Electronic sales suppression

A call for evidence is to be published later in the year on electronic sales suppression (ESS). This refers to the misuse of electronic point of sale functions (ie, till systems), which is undertaken by a minority of businesses in order to hide or reduce the value of individual transactions and the corresponding tax liabilities.

Hidden economy: conditionality

The government will consider introducing a tax registration check linked to licence renewal processes for some public sector licences. Applicants would need to provide proof they are correctly registered for tax in order to be granted licences. This would make it more difficult to operate in the hidden economy, helping to level the playing field for compliant businesses.Interest and penalties.

Interest and penalties

Legislation will be introduced in FB 2018-19 to confirm current arrangements for calculating interest on late payments of corporation tax, inheritance tax, stamp duty, stamp duty land tax and penalties for failure to comply with PAYE obligations. The measure will also confirm the current arrangements for interest calculations on payments and repayments of diverted profits tax and extends the interest provisions to penalties charged under the promoters of tax avoidance schemes (POTAS) legislation. 

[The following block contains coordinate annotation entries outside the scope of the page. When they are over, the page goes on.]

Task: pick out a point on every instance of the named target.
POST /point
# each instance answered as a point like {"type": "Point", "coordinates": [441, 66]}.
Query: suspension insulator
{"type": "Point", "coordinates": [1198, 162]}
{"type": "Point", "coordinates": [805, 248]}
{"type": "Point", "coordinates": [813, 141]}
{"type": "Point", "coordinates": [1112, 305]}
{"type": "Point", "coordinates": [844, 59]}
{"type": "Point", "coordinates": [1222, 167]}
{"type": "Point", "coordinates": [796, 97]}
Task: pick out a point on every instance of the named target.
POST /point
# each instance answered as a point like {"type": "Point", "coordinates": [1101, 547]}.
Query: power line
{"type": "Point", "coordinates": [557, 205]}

This measure was originally announced in a written ministerial statement on 19 July 2018 except for the extension to PAYE penalties which was announced at Budget 2018.

Penalties reform

Legislation to introduce new late payment and late submission penalties was expected to be introduced in FB 2018-19 and draft clauses were published for consultation. The government has announced that the reform will go ahead but will be included in a future Finance Bill rather than FB 2018-19. This is to allow for further consideration of the communications plan and suggests that the new regime will be introduced later than the expected implementation date of April 2020. 

Insolvency: HMRC to be preferential creditor

The government is going to change the rules so that HMRC becomes a preferential creditor in business insolvencies.

The change will only apply to taxes that business collects from third parties to pass on to the government: VAT, PAYE income tax, employee national insurance contributions and construction industry scheme deductions. It will not apply to taxes owed by businesses themselves, such as corporation tax and employer national insurance contributions.

It also does not appear to apply to personal insolvencies, although there are some areas that would need clarifying: for example, parents employing a nanny or disabled people employing a carer have to operate PAYE but are not businesses.

HMRC (or rather, its predecessor departments the Inland Revenue and HM Customs & Excise) used to have preferential creditor status but this was largely abolished by the Enterprise Act 2002. The previous rules imposed limits on how much of the debt would be treated as preferential (for example, PAYE arrears for the 12 months and VAT for the six months preceding a bankruptcy) but we do not know if similar terms will apply to the new rules.

The change will apply from 6 April 2020 and legislation will be in FB 2019-20. 

Tax abuse and insolvency

Directors and other persons involved in tax avoidance, evasion or phoenixism will be made jointly and severally liable for company tax liabilities where there is a risk that the company may deliberately enter insolvency. The legislation will be in Finance Bill 2019-20.

Offshore tax compliance strategy

The government will publish an updated offshore tax compliance strategy. This will build on the progress the UK has made in tackling offshore tax evasion and non-compliance since the government’s previous strategy was published in 2014.

International tax enforcement: disclosable arrangements

The government is enacting new legislation to allow the introduction of international disclosure rules about offshore structures that could avoid tax or could be misused to evade tax. The rules in question are the EU mandatory disclosure regime, referred to as ‘DAC6’ because it derives from a sixth amendment to the Directive on Administrative Cooperation, and the OECD’s mandatory disclosure rules. Framework legislation will be in FB 2018-19 and draft regulations giving the detail are expected to be published for consultation in the new year.